A later picture in the same Look Magazine sequence shows Steve's Dad taking a drag on a cigarette, a moment in time that suggests some of the real stress these men lived with.

Flying was life. But behind it, always, was Taps. Behind it, always, were Air Force fathers who took off and never returned. “Don’t sweat it,” my father would say when the base’s flag was lowered to half-mast and one of my friends would leave school in a blue car. And then he’d add, ruffling my hair, “They knew what they were doing.”

As did he. I read again the evidence in his decorations, the silver presentation mug from his last command. Is this all that’s left? I wondered. And then the door to G102 opened. Dottie, Goodie, Helen, all of them came in, as they had always come into Air Force kitchens, arms full of food and hearts full of love, summoned by the swift, mysterious Word that moved even faster than the blue cars when an airplane was down and men had died. They were the women who kept everything together on the ground when everything came apart in the air.

The memorial service was held in the Village Convocation Room. Chaplain Cooper reminded us of the eternal truths. It was easier for him because those who had gathered to remember my father had learned those truths long ago. A Marine colonel gripped my hand hard in the reception line. “I fought in two wars,” he said, “and your father was the bravest man I ever saw.” The colonel wasn’t speaking of his heroism in combat, where young men act quickly, but of his heroism in cancer, where old men must act slowly. The man in G102 had inspired them all, and they loved him for it.

When the memorial service was over, I surveyed the now-empty little apartment. There seemed to be no trace of him: a scratch on the wall paint, a burn on the kitchen linoleum. Was he ever there?

Overhead, a Boeing KC-135 dropped its landing gear and flaps to land at March Air Force Base, just across the freeway from me. I watched it for a moment, remembering the day the first gleaming KC-135 landed at our base in Idaho to replace the old prop-driven KC-97s. It was the day we decided the Jet Age had finally arrived. It was a day one era ended and another began. It was a day like any other day in the Air Force.

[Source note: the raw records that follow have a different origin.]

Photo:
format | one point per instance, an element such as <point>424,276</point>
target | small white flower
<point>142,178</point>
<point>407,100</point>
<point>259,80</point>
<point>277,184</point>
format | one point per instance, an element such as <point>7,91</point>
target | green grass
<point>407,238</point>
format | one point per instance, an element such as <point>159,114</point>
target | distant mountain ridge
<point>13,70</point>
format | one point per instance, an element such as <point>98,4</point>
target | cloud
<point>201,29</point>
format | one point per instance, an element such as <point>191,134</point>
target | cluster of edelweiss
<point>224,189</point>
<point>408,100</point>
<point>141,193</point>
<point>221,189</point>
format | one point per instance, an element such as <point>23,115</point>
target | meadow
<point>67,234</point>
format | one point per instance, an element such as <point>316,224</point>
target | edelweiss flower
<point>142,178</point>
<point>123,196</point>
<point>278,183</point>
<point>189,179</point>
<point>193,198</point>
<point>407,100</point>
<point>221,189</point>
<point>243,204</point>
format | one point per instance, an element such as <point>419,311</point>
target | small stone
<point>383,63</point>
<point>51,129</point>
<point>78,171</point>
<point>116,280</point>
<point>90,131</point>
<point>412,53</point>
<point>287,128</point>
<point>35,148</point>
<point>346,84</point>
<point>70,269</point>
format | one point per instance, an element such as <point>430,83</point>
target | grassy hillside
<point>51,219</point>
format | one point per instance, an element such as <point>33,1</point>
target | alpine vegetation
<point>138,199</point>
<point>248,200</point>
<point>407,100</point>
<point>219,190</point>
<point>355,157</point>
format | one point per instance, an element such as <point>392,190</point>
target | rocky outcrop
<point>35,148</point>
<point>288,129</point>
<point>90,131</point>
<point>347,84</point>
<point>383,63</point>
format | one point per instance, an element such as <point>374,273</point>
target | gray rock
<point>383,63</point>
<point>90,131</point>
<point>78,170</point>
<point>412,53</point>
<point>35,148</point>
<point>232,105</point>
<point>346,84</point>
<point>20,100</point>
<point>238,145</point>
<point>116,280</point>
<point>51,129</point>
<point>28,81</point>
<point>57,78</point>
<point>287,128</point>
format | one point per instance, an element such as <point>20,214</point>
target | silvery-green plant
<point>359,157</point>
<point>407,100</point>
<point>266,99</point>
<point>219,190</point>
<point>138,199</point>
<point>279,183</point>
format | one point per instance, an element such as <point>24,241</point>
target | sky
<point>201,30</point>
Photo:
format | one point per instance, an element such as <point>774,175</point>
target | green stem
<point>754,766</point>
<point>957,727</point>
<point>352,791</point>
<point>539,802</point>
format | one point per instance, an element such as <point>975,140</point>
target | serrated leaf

I slid closed the patio door to his apartment, started to walk away, and then stopped in the little patio, where he’d placed his hoya plants and hibachi. I knew something had not been done. I couldn’t decide what it might be. Then I remembered.

I turned, stiffened to attention, and saluted the empty room. I held the salute a moment, not thinking, just being who I was: the boy who had become the man to bury the father. And a pilot, as he had been.

There was nobody in the room to return the salute, of course. But there had been. And as long as the place is called Air Force Village West, there will be again.

Happy landings, Dad. We’re on your wing.